The laborer was able to tell me further that the fire had occurred about two months earlier. I rapidly compared the dates in my mind and realized with numbness what it meant. The fire would have been just around the time…the very time Edgar Poe arrived in Baltimore looking for the house of Dr. Brooks.

"What is it you wish to report?"

"I have told you, if you could call for the officer, I shall give all the particulars." I was standing in the Middle District police station house.

After several exchanges similar to this, the police clerk brought out an intelligent-looking officer from the next room. All of my urges to see something done had returned forcefully, but with an entirely different bent.
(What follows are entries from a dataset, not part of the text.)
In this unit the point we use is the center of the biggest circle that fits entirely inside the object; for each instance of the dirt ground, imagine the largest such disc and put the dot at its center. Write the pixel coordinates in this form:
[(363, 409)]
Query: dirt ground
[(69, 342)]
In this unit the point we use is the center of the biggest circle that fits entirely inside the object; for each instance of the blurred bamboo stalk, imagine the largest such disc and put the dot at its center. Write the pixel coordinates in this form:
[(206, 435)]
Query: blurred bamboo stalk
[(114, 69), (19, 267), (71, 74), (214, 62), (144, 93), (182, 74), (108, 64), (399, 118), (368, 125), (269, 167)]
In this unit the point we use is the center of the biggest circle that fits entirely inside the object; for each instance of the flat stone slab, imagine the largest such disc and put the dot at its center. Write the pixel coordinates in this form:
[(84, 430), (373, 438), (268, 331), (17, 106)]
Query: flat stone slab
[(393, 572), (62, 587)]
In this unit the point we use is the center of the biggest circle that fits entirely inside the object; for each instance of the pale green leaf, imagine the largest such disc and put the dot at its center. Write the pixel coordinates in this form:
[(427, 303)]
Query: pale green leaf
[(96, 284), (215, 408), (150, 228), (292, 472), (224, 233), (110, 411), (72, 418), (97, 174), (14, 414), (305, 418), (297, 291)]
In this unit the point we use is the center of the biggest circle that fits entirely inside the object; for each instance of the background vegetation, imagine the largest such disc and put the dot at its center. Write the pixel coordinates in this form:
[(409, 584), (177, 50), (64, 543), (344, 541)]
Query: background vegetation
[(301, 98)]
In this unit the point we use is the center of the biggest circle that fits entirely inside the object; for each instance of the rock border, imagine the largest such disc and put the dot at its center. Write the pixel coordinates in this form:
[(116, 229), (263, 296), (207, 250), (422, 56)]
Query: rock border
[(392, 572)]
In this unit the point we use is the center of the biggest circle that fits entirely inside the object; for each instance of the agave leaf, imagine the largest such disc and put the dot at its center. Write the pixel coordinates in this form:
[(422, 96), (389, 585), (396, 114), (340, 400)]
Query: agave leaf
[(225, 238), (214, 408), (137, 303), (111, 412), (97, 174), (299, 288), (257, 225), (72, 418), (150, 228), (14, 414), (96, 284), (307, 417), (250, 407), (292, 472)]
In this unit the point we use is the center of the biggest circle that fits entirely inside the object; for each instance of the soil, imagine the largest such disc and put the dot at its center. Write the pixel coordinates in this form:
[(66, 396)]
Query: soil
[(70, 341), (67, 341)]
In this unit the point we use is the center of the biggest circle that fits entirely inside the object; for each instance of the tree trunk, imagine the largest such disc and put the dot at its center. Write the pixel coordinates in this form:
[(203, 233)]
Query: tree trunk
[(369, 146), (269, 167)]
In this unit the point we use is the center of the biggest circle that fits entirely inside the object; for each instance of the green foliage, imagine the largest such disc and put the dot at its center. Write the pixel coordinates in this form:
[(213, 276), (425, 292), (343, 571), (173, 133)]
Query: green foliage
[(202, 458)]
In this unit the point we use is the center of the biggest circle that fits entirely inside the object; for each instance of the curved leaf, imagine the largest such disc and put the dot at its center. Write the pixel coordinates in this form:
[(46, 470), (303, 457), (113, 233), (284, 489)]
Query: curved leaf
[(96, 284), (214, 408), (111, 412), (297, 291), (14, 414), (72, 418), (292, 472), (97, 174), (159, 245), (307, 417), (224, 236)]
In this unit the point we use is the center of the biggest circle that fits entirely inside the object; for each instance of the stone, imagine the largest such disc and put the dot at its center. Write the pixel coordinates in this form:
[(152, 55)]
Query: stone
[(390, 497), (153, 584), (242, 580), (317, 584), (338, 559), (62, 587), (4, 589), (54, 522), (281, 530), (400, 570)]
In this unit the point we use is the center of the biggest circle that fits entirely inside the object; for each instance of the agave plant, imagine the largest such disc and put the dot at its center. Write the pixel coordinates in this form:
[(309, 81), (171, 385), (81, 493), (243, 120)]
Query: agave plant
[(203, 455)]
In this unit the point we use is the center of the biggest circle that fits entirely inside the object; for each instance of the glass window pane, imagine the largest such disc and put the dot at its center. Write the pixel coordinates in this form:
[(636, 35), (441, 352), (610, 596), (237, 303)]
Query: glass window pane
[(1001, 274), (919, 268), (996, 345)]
As I stood in front of the police officer and narrated the events of the last weeks, I felt a wave of relief. After what I'd seen at the Brooks house, after having breathed the last traces of destruction and looked upon the sleepy, now-vacant windows and the scarred tree trunks, I knew that this had surpassed me.

The officer examined the newspaper cuttings I handed to him as I explained the questions the press had neglected or misunderstood.

"Mr. Clark, I know not what can be done. If there were reason to believe there had been some wrongful act associated with this…"

I grasped the officer's shoulder as though I had found a lost friend. "You believe so?"

He looked back faintly.

"Whether there was a wrongful act," I repeated his words. "It is precisely the sort of question for which you must find an answer, my good officer. Just that! Hear me. He was found wearing clothes that did not fit him. He was shouting out for a ‘Reynolds.' I know not who that could be. The house he went to upon his arrival burnt down, perhaps near the very same hour he arrived at it. And I believe a man, one I had never seen before, tried to frighten me from inquiring into these matters. Officer, this mystery must not remain untreated a moment longer!"

"This article," he said, returning to the newspaper cutting, "says Poe was a writer."

Progress! "My favorite author. In fact, if you are a magazine reader, I would wager you have come upon his literary work." I listed some of Poe's best-known magazine contributions: "The Murders in the Rue Morgue," "The Mystery of Marie Rogêt," "The Purloined Letter," "‘Thou Art the Man,'" "The Gold-Bug"…I thought the subject matter of these tales of mystery, dealing in crime and murder, might hold special interest to a police officer.

"That was his name?" The clerk who had greeted me upon my entrance interrupted as I recited my list. "Poe?"